Projetada para 130 internos, a Unidade Penal de Gurupi abriga hoje cerca de 230 presos. A superlotação, que ultrapassa 170% da capacidade instalada, foi alvo de uma Ação Civil Pública (ACP) ajuizada pelo Ministério Público do Tocantins que obteve na Justiça a interdição parcial da unidade, nesta quinta-feira, 19.
A decisão determinou a suspensão imediata do recebimento de novos presos até que a unidade retorne ao limite máximo de 130 vagas. Também ficou vedada a realização de transferências para o estabelecimento enquanto perdurar o quadro de superlotação, salvo situações excepcionais e previamente justificadas ao Juízo.
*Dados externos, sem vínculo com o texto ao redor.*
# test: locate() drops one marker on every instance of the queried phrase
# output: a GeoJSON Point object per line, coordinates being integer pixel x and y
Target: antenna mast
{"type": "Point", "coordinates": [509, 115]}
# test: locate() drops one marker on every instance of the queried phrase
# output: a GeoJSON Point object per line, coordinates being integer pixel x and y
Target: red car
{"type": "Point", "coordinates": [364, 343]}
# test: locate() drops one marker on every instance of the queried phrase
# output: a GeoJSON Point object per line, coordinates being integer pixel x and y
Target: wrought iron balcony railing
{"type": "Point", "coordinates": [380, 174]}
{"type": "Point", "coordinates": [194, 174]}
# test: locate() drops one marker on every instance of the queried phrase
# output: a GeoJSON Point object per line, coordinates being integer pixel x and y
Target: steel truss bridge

Além disso, o Estado do Tocantins deverá apresentar, no prazo de 60 dias, um plano de ação emergencial e progressivo para redução da superlotação. O documento deverá conter cronograma, metas objetivas e indicação dos responsáveis pela execução das medidas. Em caso de descumprimento, foi fixada multa diária de R$ 5 mil.
Problema estrutural
Na Ação, a promotora de Justiça Luma Gomides demonstrou que a situação da unidade não é pontual, mas estrutural e persistente. Inspeções realizadas ao longo de 2025 e início de 2026 apontaram déficit de servidores, falta de uniformes e kits de higiene, além de relatos de insuficiência de colchões e revezamento no banho de sol em razão do número excessivo de internos.
O MPTO sustentou que o índice de ocupação ultrapassa, com ampla margem, o parâmetro técnico fixado pelo Conselho Nacional de Política Criminal e Penitenciária (CNPCP), que considera 137,5% como indicador extremo de superlotação. Em Gurupi, a taxa chega a mais de 170%.
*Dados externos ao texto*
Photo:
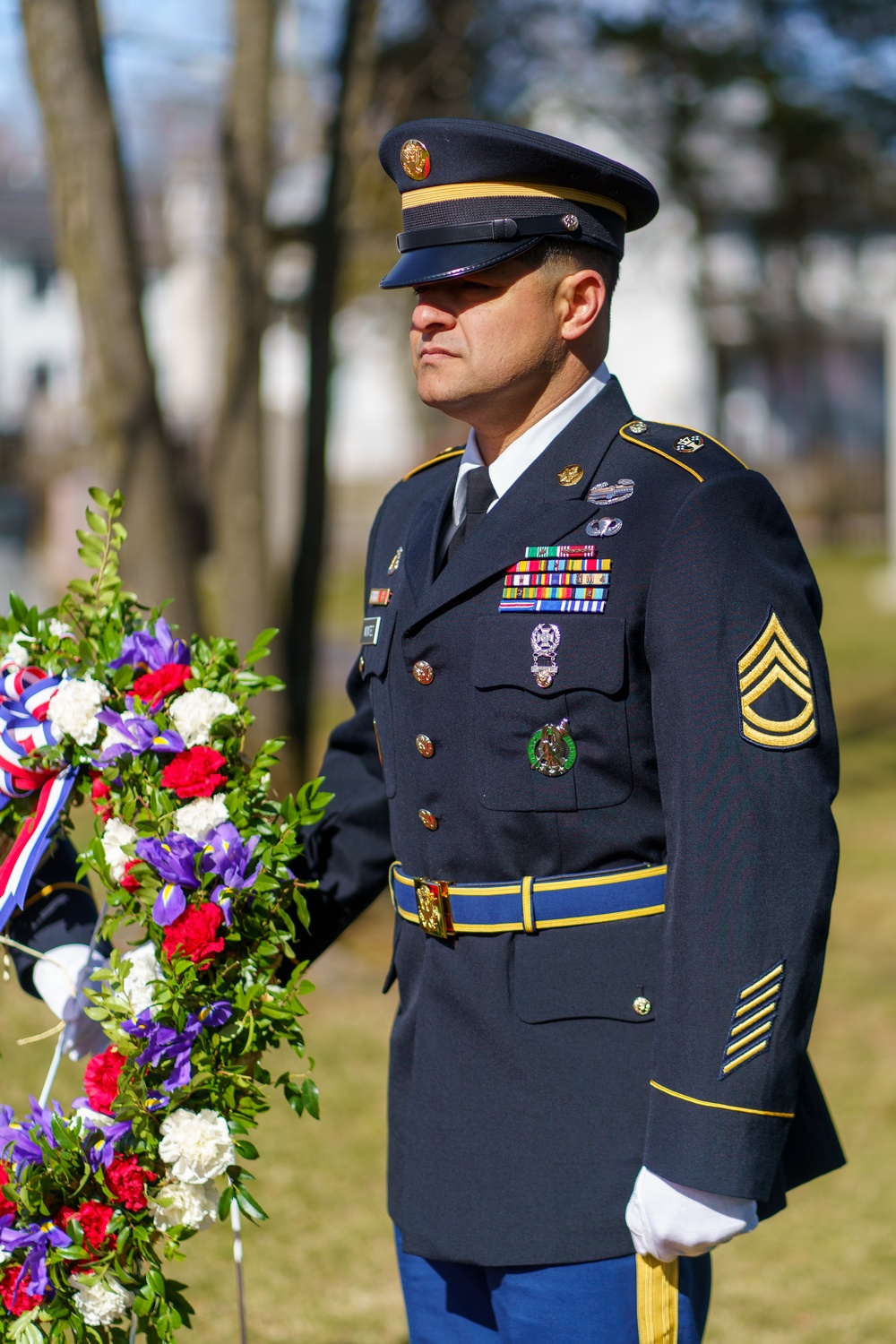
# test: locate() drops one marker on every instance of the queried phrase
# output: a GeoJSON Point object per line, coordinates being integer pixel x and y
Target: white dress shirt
{"type": "Point", "coordinates": [509, 465]}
“A superlotação compromete não apenas os direitos das pessoas privadas de liberdade, mas também a segurança interna da unidade, a integridade dos servidores e a própria segurança pública externa”, destaca a promotora de Justiça.
Tutela de Urgência
Na decisão, a justiça reconheceu a presença dos requisitos para concessão da tutela de urgência, destacando que o perigo de dano é atual e se renova diariamente a cada novo ingresso de preso. Também ressaltou que a medida não representa fechamento da unidade, mas providência emergencial para impedir o agravamento do quadro até que o Estado adote soluções estruturais.
Além da superlotação, a decisão judicial reconhece que o excesso de internos compromete a salubridade das celas, o acesso a itens básicos, a integridade física e psíquica dos custodiados e a própria segurança interna da unidade. (MP/TO)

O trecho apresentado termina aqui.